Our primary brand is “VistaPrint.” We hold trademark registrations for the VistaPrint trademark in 15 jurisdictions, including registrations in
our major markets of the United States, the European Union, Canada and Japan. Additional applications for the VistaPrint mark are pending. Our
competitors or other entities may adopt names similar to ours, thereby impeding our ability to build brand identity and possibly leading to customer
confusion. There are several companies that currently incorporate or may incorporate in the future “Vista” into their company, product or service
names, such as Microsoft Corporation’s decision to name its next generation operating system “Microsoft Windows Vista.” There could be
potential trade name or trademark infringement claims brought by owners of other registered trademarks or trademarks that incorporate variations
of the term VistaPrint or our other trademarks. Any claims or customer confusion related to our trademarks could damage our reputation and
brand and substantially harm our business and results of operations.
If we become involved in intellectual property litigation or other proceedings related to a determination of rights, we could incur
substantial costs, expenses or liability, lose our exclusive rights or be required to stop certain of our business activities.

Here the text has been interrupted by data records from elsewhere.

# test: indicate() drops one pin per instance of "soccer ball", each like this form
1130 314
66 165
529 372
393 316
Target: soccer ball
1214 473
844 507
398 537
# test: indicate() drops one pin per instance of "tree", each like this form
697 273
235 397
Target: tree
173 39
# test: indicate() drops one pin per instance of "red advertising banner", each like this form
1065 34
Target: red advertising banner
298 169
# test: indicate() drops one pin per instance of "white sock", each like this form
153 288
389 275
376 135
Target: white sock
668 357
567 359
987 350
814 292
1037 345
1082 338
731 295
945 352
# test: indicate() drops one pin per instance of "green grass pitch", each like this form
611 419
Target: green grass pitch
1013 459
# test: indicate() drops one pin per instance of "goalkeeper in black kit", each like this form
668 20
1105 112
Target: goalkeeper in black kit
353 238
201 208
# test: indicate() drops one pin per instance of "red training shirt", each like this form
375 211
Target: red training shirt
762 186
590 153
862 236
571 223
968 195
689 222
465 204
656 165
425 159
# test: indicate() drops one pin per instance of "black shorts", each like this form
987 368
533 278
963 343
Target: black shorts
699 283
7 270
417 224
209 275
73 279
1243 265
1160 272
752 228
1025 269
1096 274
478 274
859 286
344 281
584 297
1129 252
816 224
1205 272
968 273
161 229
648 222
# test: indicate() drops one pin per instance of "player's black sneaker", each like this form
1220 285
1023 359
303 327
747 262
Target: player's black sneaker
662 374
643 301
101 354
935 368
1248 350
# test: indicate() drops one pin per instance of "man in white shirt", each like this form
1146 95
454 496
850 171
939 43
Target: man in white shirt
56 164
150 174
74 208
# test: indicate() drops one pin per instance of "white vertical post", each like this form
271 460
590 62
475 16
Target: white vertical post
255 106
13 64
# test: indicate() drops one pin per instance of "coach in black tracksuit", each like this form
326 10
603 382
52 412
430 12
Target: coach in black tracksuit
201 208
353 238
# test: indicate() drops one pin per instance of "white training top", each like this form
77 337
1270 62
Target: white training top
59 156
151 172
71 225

A third party may sue us for infringing its intellectual property rights. In addition, a third party may claim that we have improperly obtained or
used its confidential or proprietary information. Likewise, we may need to resort to litigation to enforce a patent issued to us or to determine the
scope and validity of third−party proprietary rights. For example, in November 2004 we received a letter from attorneys representing Daniel Keane,
the chief executive officer of Mod−Pac, our former North American printing supplier, and the brother of Robert S. Keane, our chief executive
officer, claiming an inventorship interest in our issued United States patent relating to printing aggregation. If Daniel Keane were to commence an
action to assert this claim and were successful in establishing co−inventorship, he would be able to use, and license to others the right to use, this
patent without paying any compensation to us. We have informed Daniel Keane that we believe he does not qualify as a co−inventor, but there
can be no guarantee that he will not commence a formal action or that, if commenced, we will be successful in defending against such action.
Similarly, Daniel Keane may claim inventorship in our other patents or pending applications relating to printing aggregation and may accordingly
obtain an interest in these other patents and pending applications.
The cost to us of any litigation or other proceeding relating to intellectual property rights, even if resolved in our favor, could be substantial,
and the litigation would divert our management’s efforts from growing our business. Potential adversaries may be able to sustain the costs of
complex intellectual property litigation more effectively than we can because they have substantially greater resources. Uncertainties resulting
from the initiation and continuation of any litigation could limit our ability to continue our operations or may prevent or delay our acquisition by a
third party.
We have, in the past, received letters from third parties that state that these third parties have patent rights that cover aspects of the
technology that we use in our business and that the third parties believe we are obligated to license in order to continue to use such technology. If
any parties successfully claim that our sale, use, manufacturing or importation of technologies infringes upon their intellectual property rights, we
might be forced to pay damages and attorney’s fees. Additionally, if we are found to have willfully infringed a third parties’ patent, we may be liable
for treble damages and a court could enjoin us from performing the infringing activity. Thus, the situation could arise in which our ability to use
certain technologies important to the operation of our business would be restricted by a court order.